ID #771 Inhibition of MCL-1-mediated anti-apoptotic signalling as a potential therapeutic strategy for paediatric high-grade gliomas

Abstract

Paediatric high-grade gliomas (HGGs) including diffuse midline gliomas (DMGs) account for the highest mortality in CNS tumours with 90% of patients surviving less than two years. The identification of hallmark H3K27/G34 mutations and oncogenic targets such as PDGFRA and PI3K has not yet led to improved survival. This therapeutic stagnation may be impacted by the overexpression of BCL-2 family anti-apoptotic proteins, which confer resistance to cell death. While the anti-apoptotic protein MCL-1 is a known driver of resistance in multiple cancers 1,2, its specific role in HGG/DMG remains unexplored. This study evaluates MCL-1 inhibitors in HGG/DMG and identifies potent combinatorial strategies to overcome resistance.

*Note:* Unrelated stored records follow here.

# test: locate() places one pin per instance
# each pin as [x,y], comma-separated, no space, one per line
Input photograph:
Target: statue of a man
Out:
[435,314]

Baseline protein and gene expression analyses, using Western blot and RT-qPCR, confirmed MCL-1 upregulation in a panel of DMG/HGG cultures. Selective MCL-1 inhibitors (S63845, MIK665, BRD-810) and the BCL-2 inhibitor venetoclax were screened in cytotoxicity assays, with MIK665 showing the greatest efficacy against both HGG and DMG cells. Crucially, these inhibitors exhibited no toxicity against healthy astrocytes and rat cardiomyoblasts at clinically relevant doses. In vivo, MCL1 inhibition (S63845) significantly extended the survival of two genetically distinct DMG models and one HGG orthotopic model. Notably, pharmacokinetic analysis detected S63845 levels in brain tissue, indicating that the drug crossed the blood-brain barrier, while histopathology showed reduced Ki67-positive proliferative tumour cells.

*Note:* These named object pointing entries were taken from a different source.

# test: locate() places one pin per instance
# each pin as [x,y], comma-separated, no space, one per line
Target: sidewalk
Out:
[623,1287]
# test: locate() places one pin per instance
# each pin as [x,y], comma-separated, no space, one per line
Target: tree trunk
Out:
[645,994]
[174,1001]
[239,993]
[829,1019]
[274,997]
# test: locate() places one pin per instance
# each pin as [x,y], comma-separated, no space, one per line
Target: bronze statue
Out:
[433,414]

Mechanistically, MIK665 treatment of DMG cells induced apoptosis, evidenced by cleaved-PARP accumulation and Annexin V positivity, while restoring H3K27 histone trimethylation, suggesting a potential novel role in epigenetic reprogramming. Given these findings, we evaluated MIK665 in combination with the FACT inhibitor, CBL-037 (currently in clinical evaluation, NCT04870944)3,4. This combination showed strong synergistic effects, particularly in DMG cells without any toxicity in healthy control cells.

In conclusion, we demonstrate for the first time that MCL-1 inhibition achieves potent therapeutic efficacy against DMG/HGG. The discovery that MCL-1 inhibition restores H3K27me3 reveals a novel mechanistic link between apoptotic evasion and epigenetic dysregulation. The robust synergy with epigenetic inhibitor CBL-0137 provides a compelling rationale for further preclinical development in DMG and HGG tumours.

1. Adjumain, S. et al. Multidimensional, integrative profiling identifies BCL2L1 methylation as a predictor of MCL1 dependency in pediatric malignancies. JCI Insight 10, e184601 (2025).

2. Beroukhim, R. et al. The landscape of somatic copy-number alteration across human cancers. Nature 463, 899 (2010).

3. Ehteda, A. et al. Dual targeting of the epigenome via FACT complex and histone deacetylase is a potent treatment strategy for DIPG. Cell Rep 35, 108994 (2021).

4. Holliday, Holly, et al. “Combined inhibition of FACT and BET disrupts transcription to suppress tumor growth in mouse models of diffuse midline glioma.” Science Translational Medicine 18.832 (2026): eadr1557.